The difference between above water and not seemed to be about $12,000.

Should I get a personal loan at the lowest rate I can find to put down on the principal, and then get the refi?

Should I forget the refi idea and just pay more every month to achieve the same kind of savings?

It seems like I will be in the house for a good long while (at least 5 more years), and, in reality, I am making about 40% more now than when I bought the house, so even if I do move, I might just keep it and rent it out.

Edit for some details:

Loan balance is about 193k

House would probably appraise for 180 based on some local sales and advice I got from a few realtors who sent me comps (didnt get official appraisal because $400)

Loan was backed by WV HDF who I think require 97% LTV.

There would be closing costs if I refinanced through them, but it is not necessary to go through them to refinance. As long as it is my primary residence, I can do whatever I want.

4 Answers 4


It depends on how long it will take you to pay off the personal loan, the rate for the personal loan, the refi rate you think you can get, how much principal you will have to add to get the refi (may have gone up since then).

Since you did not provide all the necessary details, the general answer is to sketch out your total payments (mortgage + personal loan) with and without the refi over the life of the mortgage and see if you end up with more money in your pocket with the refi.

My overall impression based on the details you did provide is that you will probably find it worthwhile to do the refi.


Let's say you owe $200K (since you didn't mention balance.
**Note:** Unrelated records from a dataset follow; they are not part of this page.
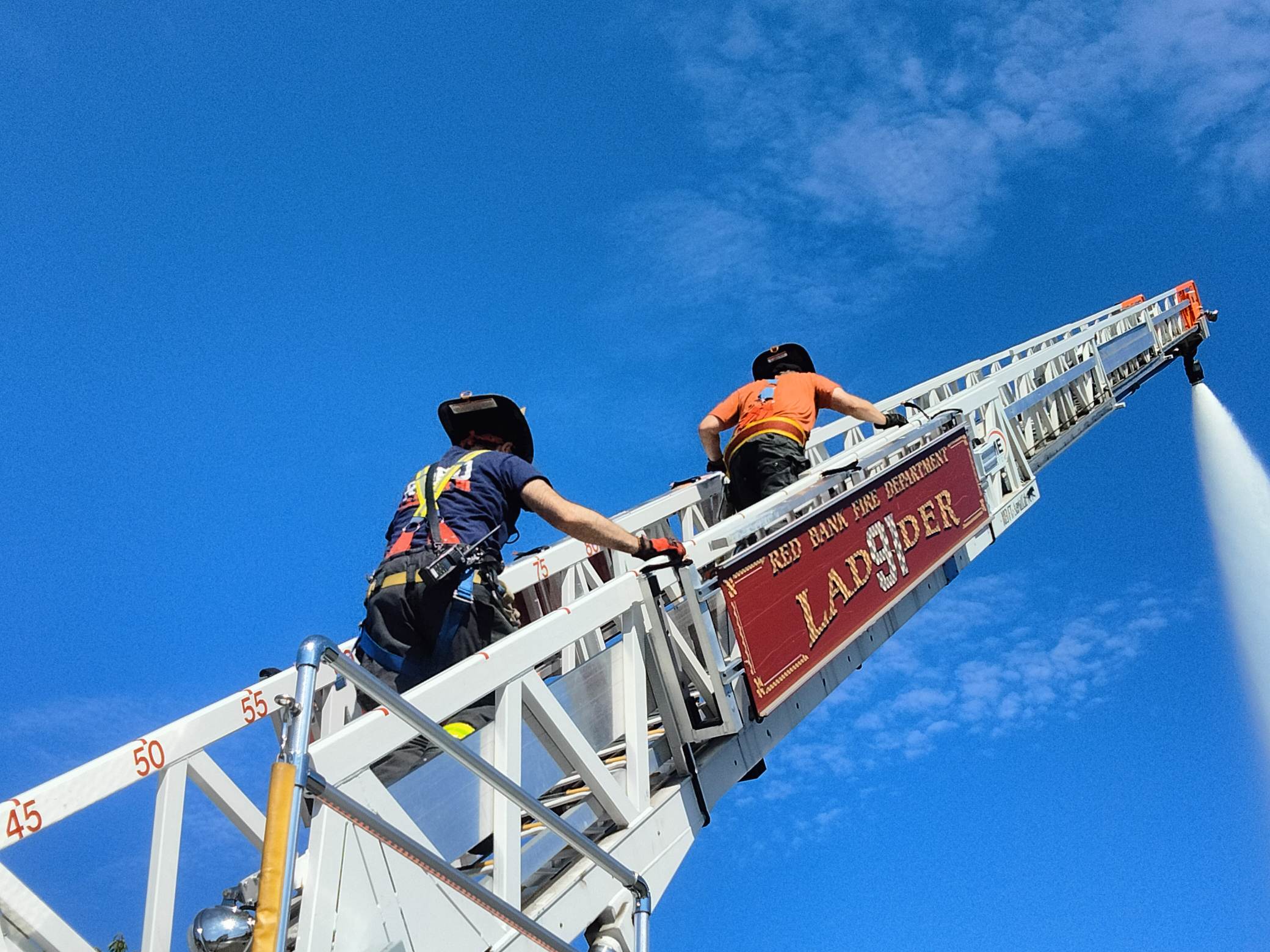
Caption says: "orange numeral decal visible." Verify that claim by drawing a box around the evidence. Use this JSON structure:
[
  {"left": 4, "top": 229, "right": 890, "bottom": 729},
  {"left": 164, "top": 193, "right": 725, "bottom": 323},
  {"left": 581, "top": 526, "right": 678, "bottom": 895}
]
[
  {"left": 239, "top": 688, "right": 269, "bottom": 724},
  {"left": 132, "top": 737, "right": 168, "bottom": 777},
  {"left": 4, "top": 797, "right": 45, "bottom": 839}
]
If you do, I'd edit my response), and can get 4.5%. You'd save 1.5% or about $3K/yr the first few years. If a $12K paydown is all that's between you and and refi I'd figure out a way.

There are banks that are offering refi's under the HARP program if your current mortgage is owned by FNMA or FMAC which permit even if under water.

So, the first step is research to see if you can refi exactly what's owed, failing that, shop around. A 401(k) loan will not appear as a loan on your credit report, that may be one way to raise the $12K. The best thing you can do is put all the savings into the 401(k) to really get it going.


If you have a mortgage backed by FHA, Fannie, or Freddie I would hold off. There is talk of a new plan that would allow refi's on mortages that were underwater. I would expect rates to stay about the same for the forseeable future. Take that money you would spend each month on the personal loan and stick it into your mortgage payment to bring down your debt on it. Your home may be underwater on paper but once the economy comes back, or hyperinflation sets in (one of the 2 will happen) you will have equity in your home again soon after.


Does it cost money to refi? I know there are quite a few deals out there, I refi'd in June for $500, not bad. But sometimes can cost couple grand. If so, you have up front costs, plus the cost of the personal loan, that probably would break even at some point after your refi, but at what point? Will you sell before then, or even think about it? Or would you break even next year, then its a no brainer. As mentioned by others, do the numbers.